If either or both of these objectives are not met, the new employee will fall short of competency, commitment, or both.
A survey I conducted for a national franchise showed that most of the turnover in the units occurred within the first three to six months of a new employee’s tenure. Why? Employees who came on board might bail for two key reasons. First, if existing cliques did not welcome the newcomers, they felt like outsiders. Second, if the newbies didn’t get the proper orientation to the company’s approach to technical procedures essential for serving the customer, they were perceived by others as less than competent and in fact, did not feel successful. I don’t know about you, but if I felt like a social reject or that I couldn’t do my job well, I wouldn’t want to show up at work anymore. Low confidence leads to low commitment, which leads to turnover.
If this sounds like the type of thing that would likely occur in a retail unit but not in a corporate environment, think again. Human resource specialists concur that this is a typical problem. In 50% of (mostly high-tech) businesses studied by Integral Talent Systems, a California-based company specializing in employee retention, turnover occurs mostly in the first year of employment.
Examples abound. A colleague of mine recently relocated for a new job. Nobody but his boss spoke to him for two weeks! So much for integrating him into the team. He was thinking of firing up (his still-warm) resume and longed to return to familiar territory. Not a great mindset for contributing productively to the new company!
When she began a position in a new company, my friend Amy was assumed to have competence in a database program that had been customized for that company. Database programs she knew; just not this one. As a new employee Amy was uncomfortable revealing her lack of knowledge and as a result, she wasn’t able to work at the expected pace on the system.

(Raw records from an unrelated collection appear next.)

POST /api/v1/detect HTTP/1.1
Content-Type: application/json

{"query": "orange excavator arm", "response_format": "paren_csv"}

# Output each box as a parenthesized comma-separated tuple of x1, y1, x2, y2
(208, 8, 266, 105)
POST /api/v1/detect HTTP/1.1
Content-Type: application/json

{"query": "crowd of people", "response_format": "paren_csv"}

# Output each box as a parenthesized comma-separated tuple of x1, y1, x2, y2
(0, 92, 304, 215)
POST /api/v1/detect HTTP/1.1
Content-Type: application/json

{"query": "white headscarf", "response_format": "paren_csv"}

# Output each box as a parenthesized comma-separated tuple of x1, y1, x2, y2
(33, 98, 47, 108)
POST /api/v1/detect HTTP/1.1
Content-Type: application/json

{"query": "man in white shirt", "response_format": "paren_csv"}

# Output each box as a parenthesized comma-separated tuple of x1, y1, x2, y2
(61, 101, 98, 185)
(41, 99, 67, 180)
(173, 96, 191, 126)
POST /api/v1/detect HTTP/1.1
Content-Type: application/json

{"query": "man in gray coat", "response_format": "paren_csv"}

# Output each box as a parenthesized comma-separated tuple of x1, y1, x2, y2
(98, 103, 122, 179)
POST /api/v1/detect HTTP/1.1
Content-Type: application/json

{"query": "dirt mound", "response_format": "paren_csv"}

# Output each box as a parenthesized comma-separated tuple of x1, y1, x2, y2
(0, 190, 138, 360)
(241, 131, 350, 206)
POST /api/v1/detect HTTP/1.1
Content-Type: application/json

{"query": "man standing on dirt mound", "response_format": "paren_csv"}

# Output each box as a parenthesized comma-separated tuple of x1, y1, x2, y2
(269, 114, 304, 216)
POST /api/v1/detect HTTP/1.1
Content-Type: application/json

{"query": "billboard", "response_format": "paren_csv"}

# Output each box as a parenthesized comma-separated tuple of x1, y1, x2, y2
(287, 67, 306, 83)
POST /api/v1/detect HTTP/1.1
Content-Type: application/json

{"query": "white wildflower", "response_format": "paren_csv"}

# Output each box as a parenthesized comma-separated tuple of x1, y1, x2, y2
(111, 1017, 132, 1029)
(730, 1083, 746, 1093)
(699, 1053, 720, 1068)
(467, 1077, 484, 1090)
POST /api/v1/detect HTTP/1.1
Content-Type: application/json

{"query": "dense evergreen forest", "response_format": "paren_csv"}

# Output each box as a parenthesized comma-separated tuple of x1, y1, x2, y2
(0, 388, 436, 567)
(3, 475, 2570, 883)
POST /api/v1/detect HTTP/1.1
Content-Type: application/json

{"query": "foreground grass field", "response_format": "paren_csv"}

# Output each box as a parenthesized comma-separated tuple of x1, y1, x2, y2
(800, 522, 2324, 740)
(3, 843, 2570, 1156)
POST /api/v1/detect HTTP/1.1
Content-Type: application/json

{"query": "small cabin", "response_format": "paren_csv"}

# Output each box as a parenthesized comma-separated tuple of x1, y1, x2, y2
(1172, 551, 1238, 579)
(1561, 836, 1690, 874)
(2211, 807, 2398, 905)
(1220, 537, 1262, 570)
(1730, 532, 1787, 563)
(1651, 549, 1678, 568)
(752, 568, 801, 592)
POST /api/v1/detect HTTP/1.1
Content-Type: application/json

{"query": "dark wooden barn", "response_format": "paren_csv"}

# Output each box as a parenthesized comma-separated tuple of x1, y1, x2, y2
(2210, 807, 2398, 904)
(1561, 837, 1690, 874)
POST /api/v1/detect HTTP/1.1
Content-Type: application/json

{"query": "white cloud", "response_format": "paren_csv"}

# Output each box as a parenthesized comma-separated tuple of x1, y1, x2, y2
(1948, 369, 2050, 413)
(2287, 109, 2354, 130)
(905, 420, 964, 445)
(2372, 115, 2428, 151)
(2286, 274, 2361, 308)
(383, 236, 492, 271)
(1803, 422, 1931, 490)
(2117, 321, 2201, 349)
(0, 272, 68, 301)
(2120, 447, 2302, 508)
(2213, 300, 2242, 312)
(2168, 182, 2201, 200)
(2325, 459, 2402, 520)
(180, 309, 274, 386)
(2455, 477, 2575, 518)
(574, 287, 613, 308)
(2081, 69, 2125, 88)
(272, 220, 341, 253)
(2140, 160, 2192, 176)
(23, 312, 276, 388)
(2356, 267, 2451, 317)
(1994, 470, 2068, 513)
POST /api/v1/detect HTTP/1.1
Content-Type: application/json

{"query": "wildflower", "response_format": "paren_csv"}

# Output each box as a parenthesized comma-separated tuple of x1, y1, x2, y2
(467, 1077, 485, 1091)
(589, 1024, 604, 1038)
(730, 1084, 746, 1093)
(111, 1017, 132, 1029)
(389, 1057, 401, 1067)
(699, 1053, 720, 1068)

Just short of quitting her job in frustration and humiliation, I suggested she ask her boss for training. Voila! She got the training and has gone on to be a valued (and happy) contributor there. Close call. Her boss almost lost a great employee because she didn’t take the initiative to identify and provide the right orientation and training.
Moral of the story: Orientation does not start or end with a review of policies and procedures, though these are also essential to impart. On the unit level, managers should be provided with checklists that include introductions to co-workers, assignment of a buddy/mentor, and specific training activities to quickly build competencies. Provide the same checklist to the new employee, and encourage him or her to be proactive about getting all boxes checked in the appropriate time frame.
At the home office, HR or department managers should develop checklists, including introduction to co-workers and other department personnel and discussion of corporate culture along with training for company-specific or job-specific tasks. Again, give a copy to the employee. Checklists ensure that the job gets done and prevent having to re-invent the orientation process over and over again.
Don’t stop with checklists though. Whether at the unit level or at the home office, an essential part of making new employees feel part of the team is grooming the team in advance. The more the team has been involved in the selection of the new person, the more likely they’ll be receptive to them. Remind the team of their own first days on the job and encourage them to make friendly overtures to the new employee, show them the ropes, and fill them in on “how things work around here.”
Finally, as a manager, touch bases early and often with someone new to ask what support and direction they need. If you know their needs and meet them, they’ll succeed, and you’ll be their hero.